BIMB, Still Work In Progress

Bank Islam Malaysia Berhad (BIMB) has reported an improvement in its Environmental, Social and Governance (ESG) score, which now stands at 57 out of 100. This represents significant progress from the previous score of 43, reflecting advancements in BIMB’s sustainability efforts.

As BIMB embarks on an enhanced sustainability journey, Maybank Investment Bank Bhd (Maybank IB) has maintained a HOLD rating on the bank, with a target price of RM2.75. This valuation is based on a projected financial year 2025 (FY25) price-to-book value ratio of 0.8 times and a forecasted return on equity of 7.9%.

BIMB’s ESG score, now above the average rating of 50 on Maybank IB’s scale, reflects the bank’s expanded ESG initiatives. Key developments include the establishment of an ESG credit risk guideline and the collection of data on Scope 1 and 2 emissions to monitor and set reduction targets.

The bank has also initiated the collation of Scope 3 emissions from corporate clients and is developing a climate transition plan as part of its broader sustainability policy. BIMB’s target is to double its ESG-rated financing assets by 2025 while creating tangible social impacts such as benefitting 3,000 individuals through social finance initiatives. Furthermore, the bank aims to elevate its employee engagement and readiness to match national benchmarks for the best workplace environments.
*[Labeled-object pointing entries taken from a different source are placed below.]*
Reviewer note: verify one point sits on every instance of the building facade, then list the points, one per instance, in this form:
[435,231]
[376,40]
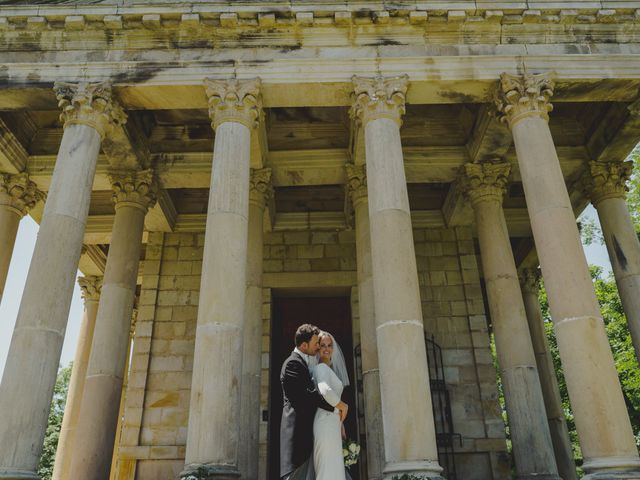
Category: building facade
[394,172]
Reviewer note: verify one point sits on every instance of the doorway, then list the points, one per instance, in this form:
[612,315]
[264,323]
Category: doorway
[332,314]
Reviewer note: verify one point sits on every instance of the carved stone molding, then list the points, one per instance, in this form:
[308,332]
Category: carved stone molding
[89,104]
[529,280]
[485,181]
[234,101]
[607,180]
[91,287]
[357,186]
[134,188]
[379,97]
[18,193]
[521,96]
[260,188]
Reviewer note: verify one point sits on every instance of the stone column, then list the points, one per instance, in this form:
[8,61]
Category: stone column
[18,195]
[370,371]
[529,283]
[484,186]
[603,425]
[114,469]
[28,381]
[133,194]
[248,449]
[409,440]
[606,186]
[90,286]
[214,424]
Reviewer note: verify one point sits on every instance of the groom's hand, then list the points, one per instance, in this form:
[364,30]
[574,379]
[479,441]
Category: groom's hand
[343,408]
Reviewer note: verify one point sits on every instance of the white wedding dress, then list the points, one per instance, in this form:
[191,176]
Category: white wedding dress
[327,436]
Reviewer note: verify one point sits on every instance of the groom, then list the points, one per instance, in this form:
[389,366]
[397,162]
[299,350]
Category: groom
[301,400]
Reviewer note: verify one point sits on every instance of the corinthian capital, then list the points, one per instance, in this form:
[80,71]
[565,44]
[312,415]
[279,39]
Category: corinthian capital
[89,104]
[260,189]
[18,193]
[521,96]
[133,188]
[234,101]
[607,180]
[379,97]
[529,280]
[485,181]
[90,286]
[357,176]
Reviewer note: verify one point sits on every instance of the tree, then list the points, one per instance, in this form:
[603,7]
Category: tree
[621,347]
[47,459]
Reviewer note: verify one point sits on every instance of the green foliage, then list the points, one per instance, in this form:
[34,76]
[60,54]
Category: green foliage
[47,459]
[621,347]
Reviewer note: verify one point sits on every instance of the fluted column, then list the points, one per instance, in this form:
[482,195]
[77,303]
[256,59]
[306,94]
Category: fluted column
[606,186]
[370,372]
[18,195]
[603,425]
[133,194]
[90,287]
[484,186]
[529,284]
[260,191]
[214,424]
[28,381]
[409,440]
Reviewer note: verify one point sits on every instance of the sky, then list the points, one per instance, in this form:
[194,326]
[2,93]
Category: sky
[25,242]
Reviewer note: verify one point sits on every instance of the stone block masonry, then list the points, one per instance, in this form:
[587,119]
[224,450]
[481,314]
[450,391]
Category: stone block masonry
[157,400]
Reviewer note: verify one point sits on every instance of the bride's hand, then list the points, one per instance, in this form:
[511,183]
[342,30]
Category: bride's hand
[343,408]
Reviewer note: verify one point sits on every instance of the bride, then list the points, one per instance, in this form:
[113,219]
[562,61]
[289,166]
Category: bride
[331,376]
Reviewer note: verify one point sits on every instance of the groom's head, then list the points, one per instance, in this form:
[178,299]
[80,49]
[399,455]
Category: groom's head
[307,339]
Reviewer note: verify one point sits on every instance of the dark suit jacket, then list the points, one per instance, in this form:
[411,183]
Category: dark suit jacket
[301,400]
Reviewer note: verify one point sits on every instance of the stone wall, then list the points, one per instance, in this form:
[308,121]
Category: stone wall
[157,399]
[453,311]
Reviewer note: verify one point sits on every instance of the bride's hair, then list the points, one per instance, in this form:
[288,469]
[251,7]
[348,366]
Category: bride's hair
[338,363]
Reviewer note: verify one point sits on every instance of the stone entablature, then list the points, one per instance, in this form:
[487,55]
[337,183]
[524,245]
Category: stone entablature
[287,15]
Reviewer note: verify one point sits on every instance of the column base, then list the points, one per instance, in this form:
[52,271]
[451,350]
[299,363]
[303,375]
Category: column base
[18,475]
[412,470]
[199,471]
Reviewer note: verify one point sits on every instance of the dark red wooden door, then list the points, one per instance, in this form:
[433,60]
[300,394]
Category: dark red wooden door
[332,314]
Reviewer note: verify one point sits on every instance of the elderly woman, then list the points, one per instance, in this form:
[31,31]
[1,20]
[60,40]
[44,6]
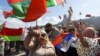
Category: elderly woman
[38,44]
[87,44]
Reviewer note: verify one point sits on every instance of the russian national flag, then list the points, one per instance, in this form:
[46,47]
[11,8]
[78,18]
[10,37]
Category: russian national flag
[63,41]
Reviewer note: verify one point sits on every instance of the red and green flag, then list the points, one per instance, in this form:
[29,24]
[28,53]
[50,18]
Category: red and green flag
[11,34]
[54,2]
[31,10]
[27,10]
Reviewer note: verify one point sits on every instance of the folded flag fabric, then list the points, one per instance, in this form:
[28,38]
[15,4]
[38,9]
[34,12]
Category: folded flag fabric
[27,10]
[36,9]
[64,42]
[54,2]
[11,34]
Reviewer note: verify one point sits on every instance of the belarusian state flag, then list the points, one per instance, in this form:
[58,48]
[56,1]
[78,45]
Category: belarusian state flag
[11,34]
[28,10]
[36,9]
[54,2]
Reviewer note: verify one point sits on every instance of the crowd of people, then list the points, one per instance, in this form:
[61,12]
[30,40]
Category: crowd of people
[39,42]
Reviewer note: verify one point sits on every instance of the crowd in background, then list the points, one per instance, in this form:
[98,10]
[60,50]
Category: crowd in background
[37,41]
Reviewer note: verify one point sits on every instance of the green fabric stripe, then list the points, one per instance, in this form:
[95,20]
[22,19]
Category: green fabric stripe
[18,11]
[12,38]
[50,3]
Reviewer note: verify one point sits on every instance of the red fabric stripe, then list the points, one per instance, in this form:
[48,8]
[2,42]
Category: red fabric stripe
[6,14]
[11,32]
[36,9]
[13,1]
[59,2]
[58,38]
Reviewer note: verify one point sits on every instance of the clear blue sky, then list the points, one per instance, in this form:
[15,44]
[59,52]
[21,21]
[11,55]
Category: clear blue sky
[83,6]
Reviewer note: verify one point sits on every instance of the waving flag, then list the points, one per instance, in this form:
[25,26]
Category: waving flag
[88,15]
[37,9]
[63,42]
[54,2]
[11,34]
[27,10]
Financially, BIMB’s management has set ambitious goals for FY24. These targets include 7%-8% financing growth, a net interest margin above 2.1% and a gross impaired financing ratio under 1.1%. In the first half of FY24, BIMB achieved 2.4% financing growth, a gross impaired financing ratio of 0.92% and a credit cost of 23 basis points. The bank is also focused on technology investments and workforce development, aiming to bring its cost-to-income ratio down to 55% over the next three years from its current 63.1%.